Telehealth consent form

1. I understand that my health care provider at PAK Pediatrics, has offered the option to a telehealth appointment with one of PAK Pediatrics healthcare providers.

2. My healthcare provider has explained to me how the telehealth technology will be used to connect me with a provider. Telehealth appointments may be conducted by videoconferencing, video images, still (high quality photo) images, or by telephone conference. I understand that this appointment will not be the same as a direct patient/health care provider visit due to the fact that I will not be in the same room as my health care provider. I understand that the health care provider may use devices such as a stethoscope or otoscope or other peripheral devices to assist in the examination.

3. I understand there are potential risks to this technology, including interruptions, unauthorized access and technical difficulties. I understand that my health care provider or I can discontinue the telehealth appointment if it is felt that the videoconferencing connections are not adequate for the situation. I understand that I can decline the Telehealth service at any time without affecting my right to future care or treatment, and any program benefits to which I would otherwise be entitled cannot be taken away.

4. I understand that my healthcare information may be shared with other individuals for scheduling and billing purposes. Others may also be present during the appointment other than my healthcare provider and specialty health care provider in order to operate the equipment. The above mentioned people will all maintain confidentiality of the information obtained. I further understand that I will be informed of their presence during the consultation and thus will have the right to request the following: (1) omit specific details of my medical history/physical
examination that are personally sensitive to me; (2) ask non-medical personnel to leave the telehealth examination room; and/or (3) terminate the telehealth appointment at any time.

5. I have had the alternatives to a telehealth appointment explained to me, and in choosing to participate in a telehealth appointment, I understand that some parts of the exam involving physical tests may be conducted by individuals at my location at the direction of the specialty health care provider or the primary care provider.

6. The information from the Telehealth service (images that can be identified as mine or other medical information from the Telehealth service cannot be released to anyone else without my additional written consent.

7. I agree to an “in-person” visit if the doctor decides is necessary.

8. In an emergency situation, I understand that the responsibility of the telehealth specialist or provider may be to direct me to emergency medical services, such as emergency room.

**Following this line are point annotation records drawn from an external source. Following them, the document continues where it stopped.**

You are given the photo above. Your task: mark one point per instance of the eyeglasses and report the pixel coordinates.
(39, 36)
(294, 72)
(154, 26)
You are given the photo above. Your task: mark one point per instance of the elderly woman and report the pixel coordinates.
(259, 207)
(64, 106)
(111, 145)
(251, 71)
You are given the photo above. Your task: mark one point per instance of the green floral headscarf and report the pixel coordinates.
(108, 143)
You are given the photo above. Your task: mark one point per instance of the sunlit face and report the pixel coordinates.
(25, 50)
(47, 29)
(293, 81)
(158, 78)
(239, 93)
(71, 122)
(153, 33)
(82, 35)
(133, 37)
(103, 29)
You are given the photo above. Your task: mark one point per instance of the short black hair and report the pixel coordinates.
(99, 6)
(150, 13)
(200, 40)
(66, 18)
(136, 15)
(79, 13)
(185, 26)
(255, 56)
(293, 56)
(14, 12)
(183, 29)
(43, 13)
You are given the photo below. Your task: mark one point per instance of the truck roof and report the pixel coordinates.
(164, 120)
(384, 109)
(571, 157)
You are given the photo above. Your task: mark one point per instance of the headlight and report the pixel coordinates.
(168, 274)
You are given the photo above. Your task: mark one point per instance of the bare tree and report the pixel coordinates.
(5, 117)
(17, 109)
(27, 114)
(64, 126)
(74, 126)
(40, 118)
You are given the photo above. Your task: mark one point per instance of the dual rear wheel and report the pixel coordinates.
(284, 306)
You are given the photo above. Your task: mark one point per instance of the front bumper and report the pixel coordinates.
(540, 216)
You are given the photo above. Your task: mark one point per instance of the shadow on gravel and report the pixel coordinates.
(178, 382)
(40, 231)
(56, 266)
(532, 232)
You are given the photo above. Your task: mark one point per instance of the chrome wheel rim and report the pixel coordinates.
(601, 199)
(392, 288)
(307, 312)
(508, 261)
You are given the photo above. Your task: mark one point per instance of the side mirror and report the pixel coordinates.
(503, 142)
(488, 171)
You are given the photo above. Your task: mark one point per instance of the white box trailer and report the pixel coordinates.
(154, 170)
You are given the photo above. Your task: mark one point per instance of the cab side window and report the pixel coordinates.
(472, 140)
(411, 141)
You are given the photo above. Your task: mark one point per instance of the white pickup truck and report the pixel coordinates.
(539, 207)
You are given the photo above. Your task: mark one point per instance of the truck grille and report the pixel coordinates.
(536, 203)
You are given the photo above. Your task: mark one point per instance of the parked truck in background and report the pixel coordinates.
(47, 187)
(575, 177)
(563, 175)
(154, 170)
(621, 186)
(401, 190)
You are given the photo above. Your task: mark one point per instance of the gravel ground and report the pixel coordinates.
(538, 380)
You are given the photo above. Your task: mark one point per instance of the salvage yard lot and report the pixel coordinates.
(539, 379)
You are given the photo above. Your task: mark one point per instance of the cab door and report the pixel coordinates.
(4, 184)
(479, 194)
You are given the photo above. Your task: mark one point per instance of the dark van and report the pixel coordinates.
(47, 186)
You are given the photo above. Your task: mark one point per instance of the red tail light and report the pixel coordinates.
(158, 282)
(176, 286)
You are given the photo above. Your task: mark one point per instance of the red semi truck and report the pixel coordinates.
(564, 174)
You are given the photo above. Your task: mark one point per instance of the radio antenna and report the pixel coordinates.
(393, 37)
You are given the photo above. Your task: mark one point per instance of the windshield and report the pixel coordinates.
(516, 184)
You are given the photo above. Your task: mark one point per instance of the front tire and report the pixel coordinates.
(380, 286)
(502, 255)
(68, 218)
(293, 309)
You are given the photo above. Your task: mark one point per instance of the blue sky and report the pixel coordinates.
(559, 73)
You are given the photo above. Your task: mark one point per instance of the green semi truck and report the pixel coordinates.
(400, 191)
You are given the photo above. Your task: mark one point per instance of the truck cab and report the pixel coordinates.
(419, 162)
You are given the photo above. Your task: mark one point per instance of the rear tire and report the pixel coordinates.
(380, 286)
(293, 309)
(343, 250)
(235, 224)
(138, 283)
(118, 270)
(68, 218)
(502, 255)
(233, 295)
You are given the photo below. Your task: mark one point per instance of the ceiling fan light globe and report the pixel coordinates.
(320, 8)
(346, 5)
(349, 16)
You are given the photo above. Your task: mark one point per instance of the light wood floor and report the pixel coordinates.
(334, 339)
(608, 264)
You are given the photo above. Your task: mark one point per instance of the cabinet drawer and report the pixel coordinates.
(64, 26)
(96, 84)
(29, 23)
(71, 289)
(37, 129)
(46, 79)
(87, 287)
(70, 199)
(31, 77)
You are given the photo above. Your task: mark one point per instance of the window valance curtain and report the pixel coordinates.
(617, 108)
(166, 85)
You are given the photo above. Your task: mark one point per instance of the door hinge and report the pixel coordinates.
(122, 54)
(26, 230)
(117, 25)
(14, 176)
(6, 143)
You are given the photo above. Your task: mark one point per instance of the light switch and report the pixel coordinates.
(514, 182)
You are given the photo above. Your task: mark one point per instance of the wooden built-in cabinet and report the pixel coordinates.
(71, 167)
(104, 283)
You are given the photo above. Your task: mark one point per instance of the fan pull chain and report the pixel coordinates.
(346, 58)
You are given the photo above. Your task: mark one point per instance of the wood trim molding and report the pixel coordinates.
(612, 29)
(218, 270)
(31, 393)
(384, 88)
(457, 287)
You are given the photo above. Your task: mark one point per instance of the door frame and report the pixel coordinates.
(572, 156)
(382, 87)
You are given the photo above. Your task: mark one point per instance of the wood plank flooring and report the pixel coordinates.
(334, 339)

Or the telehealth provider may discuss with and advise my local provider. The telehealth specialist’s or provider’s responsibility will end upon the termination of the telehealth connection.

9. I understand that my insurance will be billing for the telehealth consultation and may be subject to a co-pay based on my policy and is not set by nor influenced in any way by PAK Pediatrics.Billing is at the discretion of the provider and may change as telemedicine laws change. Billing procedures will be explained to me.

10. I have read this document carefully, and understand the risks and benefits of the telehealth appointment and have had my questions regarding the procedure explained and I hereby consent to participate in a telehealth appointment visit under the terms described herein.